Not all graffiti in Bogota is illegal, however. Here, facades are not considered “public spaces,” like in the U.S. That means, an artist only has to get permission from the business- or home-owner in order for their graffiti to be legal (except in La Candelaria, which is a historic district. In this case, the approval of City Council is also required). In fact, the City Council actually sanctions and funds some graffiti projects in the city, via competitions. Artists submit designs for consideration and the winners are given money and wall space, a far cry from seven years ago.
Another highlight of the program was the site visits. My favorite site visit was to the Secretary of Mobility to learn more about the road safety. We got to see the control center, where analysts monitor traffic conditions in real-time on giant screens. We also went on a bike tour of the city. Bogota, like other major cities, struggles with traffic congestion due to motor vehicles and is trying to promote more walkable, bike-able cities. There are several km of bike lanes in the city, and on Sundays from 7 am to 2 pm and on public holidays, several main roads are shut down for the Ciclovía, a bike highway of sorts. The bike tour was a much more intimate way to see the city than from the windows of our private bus.

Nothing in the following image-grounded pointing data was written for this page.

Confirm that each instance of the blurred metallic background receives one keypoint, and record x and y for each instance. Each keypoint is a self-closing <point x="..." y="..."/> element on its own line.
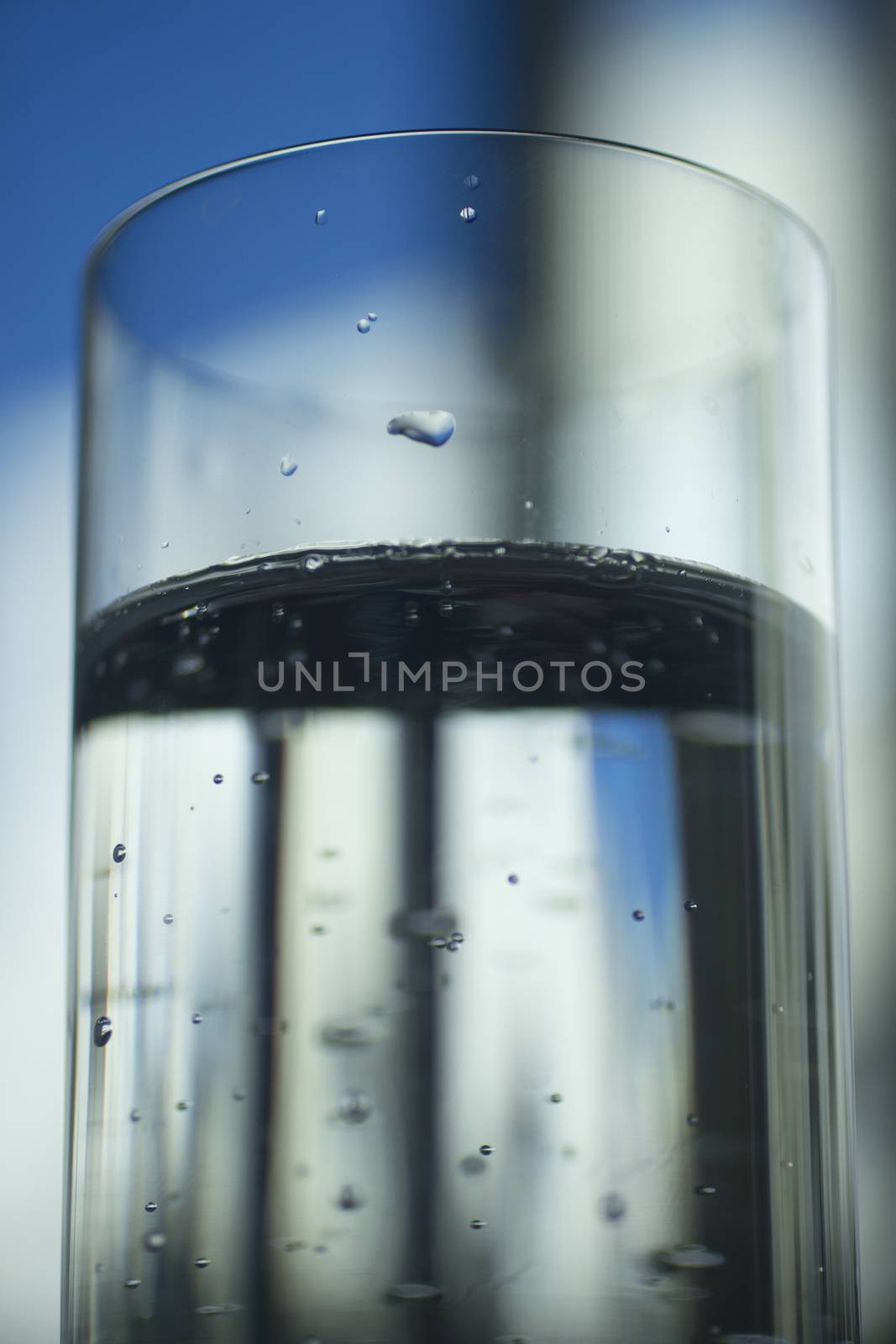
<point x="102" y="102"/>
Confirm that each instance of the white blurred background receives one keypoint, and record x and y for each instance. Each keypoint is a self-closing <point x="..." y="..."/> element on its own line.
<point x="102" y="104"/>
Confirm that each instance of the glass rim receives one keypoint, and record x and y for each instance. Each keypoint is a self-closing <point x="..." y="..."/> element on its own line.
<point x="120" y="222"/>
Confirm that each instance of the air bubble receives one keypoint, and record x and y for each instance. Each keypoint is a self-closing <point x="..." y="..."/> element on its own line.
<point x="432" y="428"/>
<point x="355" y="1108"/>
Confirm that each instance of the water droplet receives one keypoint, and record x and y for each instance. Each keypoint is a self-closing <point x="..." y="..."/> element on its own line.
<point x="355" y="1108"/>
<point x="613" y="1207"/>
<point x="414" y="1292"/>
<point x="432" y="428"/>
<point x="691" y="1257"/>
<point x="351" y="1198"/>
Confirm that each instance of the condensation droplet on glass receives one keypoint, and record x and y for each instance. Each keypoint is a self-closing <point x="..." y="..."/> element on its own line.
<point x="355" y="1108"/>
<point x="613" y="1207"/>
<point x="432" y="428"/>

Another great site visit was to the Institute for Legal Medicine and Forensic Sciences to complement our morning lecture on the epidemiology of intentional and unintentional deaths. One of the functions of the institute is to identify bodies of deceased people. There are three ways to identify a body in Colombia, the easiest being by fingerprint. At age 7, every Colombian receives an identification card; they are fingerprinted and registered into a national system. However, if a body is badly decomposed, the index finger is amputated and treated with chemicals to improve the quality of the fingerprint. After donning appropriate personal protective equipment, we got to see fingers from dead bodies!
Another interesting aspect of the institute was their role in discovering the “false positives” scandal in Colombia in the early 2010s. This scandal involved a series of murders related to the armed conflict between the government and leftist guerrilla fighters (the FARC). The military lured civilians to remote areas by promising jobs or other economic opportunities. They were then kidnapped, killed, dressed up as guerrilla members, and presented to the authorities to increase body counts and receive benefits and other promotions. As many as 10,000 people were killed in this manner. The institute helped discover the practice after noticing that the forensic evidence did not match up; for example, men who were killed by gunshot did not have any holes in their uniforms.
Colombia indeed has a violent past. But there is so much more to this country than the armed conflict and with the recent peace agreement, it is trying to move forward. It has a ways to go – Colombia is still a developing country – yet there is so much to love here. Above everything it has character, from the geography and climate, to architecture, street art, and food. I would encourage everyone to visit. Try the food. Take the transmilenio. Talk to people, and go dancing!